In brief

  • Bitcoin price fell down to around $9,000 on Monday morning.
  • It has since recovered and is back up at $9,364.96.
  • It is not known what caused this slow week for Bitcoin but one measure might be the stock market, which has boomed in recent weeks.

Bitcoin this week held firm after a disastrous start on Monday. As of Sunday, June 21, its price is $9,364.96, according to data from CoinMarketCap.

That’s a huge recovery from Monday’s dip, in which prices fell in the early morning from around $9,390 to around $9,000. 

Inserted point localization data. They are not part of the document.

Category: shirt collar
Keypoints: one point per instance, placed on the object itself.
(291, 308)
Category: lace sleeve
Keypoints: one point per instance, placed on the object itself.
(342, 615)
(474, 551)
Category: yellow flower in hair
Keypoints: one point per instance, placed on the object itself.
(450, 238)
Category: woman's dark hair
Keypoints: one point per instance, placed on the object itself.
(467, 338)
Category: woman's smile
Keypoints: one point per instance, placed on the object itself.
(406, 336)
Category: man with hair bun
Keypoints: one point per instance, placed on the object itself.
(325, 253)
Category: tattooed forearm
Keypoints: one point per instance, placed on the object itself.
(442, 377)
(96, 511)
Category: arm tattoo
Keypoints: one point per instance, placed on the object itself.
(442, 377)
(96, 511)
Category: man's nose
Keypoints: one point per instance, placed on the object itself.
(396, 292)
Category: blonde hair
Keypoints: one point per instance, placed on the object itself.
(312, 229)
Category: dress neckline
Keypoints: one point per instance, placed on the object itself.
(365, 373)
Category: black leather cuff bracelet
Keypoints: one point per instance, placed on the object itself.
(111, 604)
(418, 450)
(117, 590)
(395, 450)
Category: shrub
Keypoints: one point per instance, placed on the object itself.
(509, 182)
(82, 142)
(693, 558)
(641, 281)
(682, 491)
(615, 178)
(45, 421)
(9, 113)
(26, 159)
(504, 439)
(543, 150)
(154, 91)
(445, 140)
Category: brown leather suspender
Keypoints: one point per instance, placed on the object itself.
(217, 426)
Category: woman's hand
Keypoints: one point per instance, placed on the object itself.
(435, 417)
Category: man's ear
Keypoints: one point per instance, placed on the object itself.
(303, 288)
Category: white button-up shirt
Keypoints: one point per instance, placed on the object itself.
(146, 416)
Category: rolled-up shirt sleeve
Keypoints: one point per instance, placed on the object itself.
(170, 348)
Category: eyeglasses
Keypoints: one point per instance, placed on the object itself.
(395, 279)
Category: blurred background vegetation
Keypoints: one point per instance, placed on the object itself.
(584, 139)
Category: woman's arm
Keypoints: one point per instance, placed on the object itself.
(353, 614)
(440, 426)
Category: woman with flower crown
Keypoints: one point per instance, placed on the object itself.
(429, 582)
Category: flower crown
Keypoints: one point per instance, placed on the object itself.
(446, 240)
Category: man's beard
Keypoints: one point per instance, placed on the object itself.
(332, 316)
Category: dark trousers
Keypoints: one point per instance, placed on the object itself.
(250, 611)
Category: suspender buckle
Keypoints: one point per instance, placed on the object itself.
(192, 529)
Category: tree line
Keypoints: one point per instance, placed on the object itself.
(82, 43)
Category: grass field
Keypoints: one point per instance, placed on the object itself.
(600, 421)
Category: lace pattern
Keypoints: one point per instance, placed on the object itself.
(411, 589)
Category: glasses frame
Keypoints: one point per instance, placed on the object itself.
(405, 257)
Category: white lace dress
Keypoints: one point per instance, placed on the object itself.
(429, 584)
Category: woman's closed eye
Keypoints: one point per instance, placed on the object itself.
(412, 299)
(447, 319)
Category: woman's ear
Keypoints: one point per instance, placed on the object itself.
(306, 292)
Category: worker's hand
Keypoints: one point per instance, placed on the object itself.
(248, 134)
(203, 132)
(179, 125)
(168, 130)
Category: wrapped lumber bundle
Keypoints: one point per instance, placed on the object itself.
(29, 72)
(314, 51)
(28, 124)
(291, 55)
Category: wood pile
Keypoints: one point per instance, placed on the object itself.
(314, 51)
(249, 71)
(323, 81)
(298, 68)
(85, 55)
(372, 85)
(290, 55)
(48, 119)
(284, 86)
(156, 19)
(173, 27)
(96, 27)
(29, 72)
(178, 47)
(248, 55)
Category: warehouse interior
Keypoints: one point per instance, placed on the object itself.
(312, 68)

Crypto traders in the US and Europe quickly dealt with the damage as soon as they’d finished their breakfast; Bitcoin’s price rose to around $9,500 by the end of the day, then to highs of $9,564 by Tuesday morning. 


Bitcoin didn’t manage to sustain its peak during the rest of the week, but nothing terrible happened to its price, either. On Wednesday, the price fell by almost $100 in around 30 minutes, from $9,417 to $9,328, but the price quickly crept up again to $9,480 the next day. 


So, why such a slow week for Bitcoin in a time of global crisis? Post-halving hype subsided? Economy doing weirdly well? No huge second wave for coronavirus (apart from a few pockets)? 

Who knows? One measure might be the stock market, which has boomed in recent weeks. The S&P recently hit levels previously seen at the end of December 2019, well before the coronavirus pandemic hit and global markets plummeted by 34%. (Mark Cuban, billionaire investor and Bitcoin critic said the stock market is just like the dot-com bubble of the late 90s).

There was a huge dip on Thursday last week—the Dow Jones Industrial Average lost over 1,800 points in a single day, the worst since its crash in the middle of March—likely caused by fears about a second wave. Bitcoin crashed that day too, from highs of around $9,930 to lows of $9,293 (before a recovery later on). 

Should Bitcoin continue to track the stock market, an ETF may make sense. Who knows, with SEC head and Bitcoin ETF-basher Jay Clayton slated to become the next Attorney General for Wall Street, his successor might just approve one. 



The views and opinions expressed by the author are for informational purposes only and do not constitute financial, investment, or other advice.